The International Olympic Committee (IOC) specified that all members of a National Olympic Committee team delegation had to stay overnight within the Youth Olympic Village for the duration of the Games, regardless of their competition schedules, "and shall participate in both sports competitions and in the culture and education programmes." IOC president Jacques Rogge stressed the need for athletes to enjoy their time at the Games and that "there should not be a gravity that you have at the traditional Games[sic] that's for later." The senior Olympic Games in contrast allow athletes and teams to leave the Games once their competition schedule has ended.
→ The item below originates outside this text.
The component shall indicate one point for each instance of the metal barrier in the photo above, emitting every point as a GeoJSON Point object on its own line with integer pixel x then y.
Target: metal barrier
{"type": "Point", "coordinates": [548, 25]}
Initial plans were for the YOV to be sited at the National University of Singapore's University Town, which was under construction. However, rising construction costs worldwide as cited by the SYOGOC prompted a shift to NTU. The new US$423 million (S$598 million) construction project at NTU commenced work in 2008 and was completed in 2010. The Straits Times announced in July 2010 that hydrogen-electric hybrid buses would be used to ferry participants around the YOV, being among the first green buses to be used in Singapore. A sculpture, titled The Wind and Wings, was specially made to commemorate the world's first Youth Olympic Village. It was unveiled by president of Singapore S. R. Nathan on 1 August 2010. The sculpture was made up of three tonnes of stainless steel and was sculpted by artist Yeo Chee Kiong.